Harvard Drug Study of FDA Deadlines Finds Increased Recalls

Recalled pharmaceutical drugs such as Vioxx, Bextra, Rezulin, and Baycol all were approved by the United States Food and Drug Administration (FDA) under speedy approval deadlines enacted in 1992 according to a Harvard study published in today’s New England Journal of Medicine. The New England Journal Article discusses the deadlines enacted in 1992 that required FDA approval of drugs within 12 months for most drugs submitted by pharmaceutical companies for sppedy approval and within 6 months for drugs designated as high priority for potentially life saving benefits. The speedy approval deadlines for most drugs was tightened to 10 months in 1997. Under the 1992 legislation the drug companies paid millions of dollars to the FDA for the speedy approval and the FDA was financially penalized if the drugs were not approved on schedule. This created a financial incentive for the FDA to approve a drug that might not be safe for the public in my opinion.

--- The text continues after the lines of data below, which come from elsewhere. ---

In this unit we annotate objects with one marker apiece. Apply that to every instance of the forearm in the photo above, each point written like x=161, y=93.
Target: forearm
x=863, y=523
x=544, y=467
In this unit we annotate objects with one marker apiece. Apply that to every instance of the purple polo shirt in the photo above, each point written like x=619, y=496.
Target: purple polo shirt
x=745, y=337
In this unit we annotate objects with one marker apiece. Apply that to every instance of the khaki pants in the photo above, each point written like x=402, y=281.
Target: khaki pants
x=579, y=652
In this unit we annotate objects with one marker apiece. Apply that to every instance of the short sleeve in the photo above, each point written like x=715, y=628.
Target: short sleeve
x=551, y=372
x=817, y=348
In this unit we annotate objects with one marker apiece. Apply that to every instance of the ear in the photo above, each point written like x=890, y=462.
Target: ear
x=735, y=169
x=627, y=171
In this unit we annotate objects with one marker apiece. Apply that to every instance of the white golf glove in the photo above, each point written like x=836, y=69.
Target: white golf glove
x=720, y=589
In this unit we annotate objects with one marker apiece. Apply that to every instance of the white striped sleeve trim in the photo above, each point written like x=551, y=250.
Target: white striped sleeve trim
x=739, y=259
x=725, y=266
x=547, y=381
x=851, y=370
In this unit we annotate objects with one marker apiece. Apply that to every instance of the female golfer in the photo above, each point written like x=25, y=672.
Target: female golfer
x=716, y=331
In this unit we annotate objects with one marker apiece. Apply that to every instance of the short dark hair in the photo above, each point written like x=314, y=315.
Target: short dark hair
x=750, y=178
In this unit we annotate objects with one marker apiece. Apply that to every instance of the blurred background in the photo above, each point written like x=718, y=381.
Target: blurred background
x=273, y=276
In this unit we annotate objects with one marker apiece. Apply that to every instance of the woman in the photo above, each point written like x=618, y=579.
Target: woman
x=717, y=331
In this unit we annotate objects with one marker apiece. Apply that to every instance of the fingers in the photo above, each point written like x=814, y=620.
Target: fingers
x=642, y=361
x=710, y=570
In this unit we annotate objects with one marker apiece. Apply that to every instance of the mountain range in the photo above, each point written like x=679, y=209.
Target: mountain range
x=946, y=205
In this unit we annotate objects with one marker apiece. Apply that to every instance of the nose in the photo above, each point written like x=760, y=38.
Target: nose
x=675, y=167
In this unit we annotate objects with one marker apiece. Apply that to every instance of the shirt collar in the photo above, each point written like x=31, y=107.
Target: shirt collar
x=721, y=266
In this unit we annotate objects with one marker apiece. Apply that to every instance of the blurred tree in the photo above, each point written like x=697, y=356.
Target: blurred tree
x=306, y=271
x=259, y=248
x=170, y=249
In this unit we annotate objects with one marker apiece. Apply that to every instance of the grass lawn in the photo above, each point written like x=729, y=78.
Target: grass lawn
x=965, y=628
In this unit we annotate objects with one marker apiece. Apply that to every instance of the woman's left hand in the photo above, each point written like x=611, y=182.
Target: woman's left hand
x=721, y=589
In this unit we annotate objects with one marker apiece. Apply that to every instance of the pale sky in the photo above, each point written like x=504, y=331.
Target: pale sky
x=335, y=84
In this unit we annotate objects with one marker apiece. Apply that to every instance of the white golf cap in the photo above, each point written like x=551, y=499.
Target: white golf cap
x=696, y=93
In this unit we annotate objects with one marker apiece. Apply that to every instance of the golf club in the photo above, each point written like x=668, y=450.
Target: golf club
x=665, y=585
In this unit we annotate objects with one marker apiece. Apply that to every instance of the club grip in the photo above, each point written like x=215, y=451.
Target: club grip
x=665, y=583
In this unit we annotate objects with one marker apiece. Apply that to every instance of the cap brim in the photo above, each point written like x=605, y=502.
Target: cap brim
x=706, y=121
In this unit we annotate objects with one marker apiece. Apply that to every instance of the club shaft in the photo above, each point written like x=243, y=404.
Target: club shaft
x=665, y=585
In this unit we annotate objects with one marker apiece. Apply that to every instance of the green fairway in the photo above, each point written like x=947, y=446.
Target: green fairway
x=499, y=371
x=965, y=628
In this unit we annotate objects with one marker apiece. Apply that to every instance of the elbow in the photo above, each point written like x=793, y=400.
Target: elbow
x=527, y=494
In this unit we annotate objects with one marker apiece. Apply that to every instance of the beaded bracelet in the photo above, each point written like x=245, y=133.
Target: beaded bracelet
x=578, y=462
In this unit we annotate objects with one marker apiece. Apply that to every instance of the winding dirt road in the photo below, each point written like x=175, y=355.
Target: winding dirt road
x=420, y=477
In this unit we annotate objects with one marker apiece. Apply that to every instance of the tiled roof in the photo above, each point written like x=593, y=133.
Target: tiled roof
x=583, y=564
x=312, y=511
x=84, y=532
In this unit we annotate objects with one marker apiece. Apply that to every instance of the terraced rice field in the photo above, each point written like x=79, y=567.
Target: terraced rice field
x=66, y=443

Harvard professor Daniel Carperter found that approval of drugs was 3.4 times more likely in the two months before the user fee deadline than at any other time. The study also found that drugs approved in the just before deadline time frame had a four to five fold rate of later being withdrawn or requiring additional later safety warnings.
This New England Journal article raises important public policy questions about the wisdom of the current FDA speedy approval rules that subject the FDA to financial penalties if it delays approval of a drug that may have a public health risk.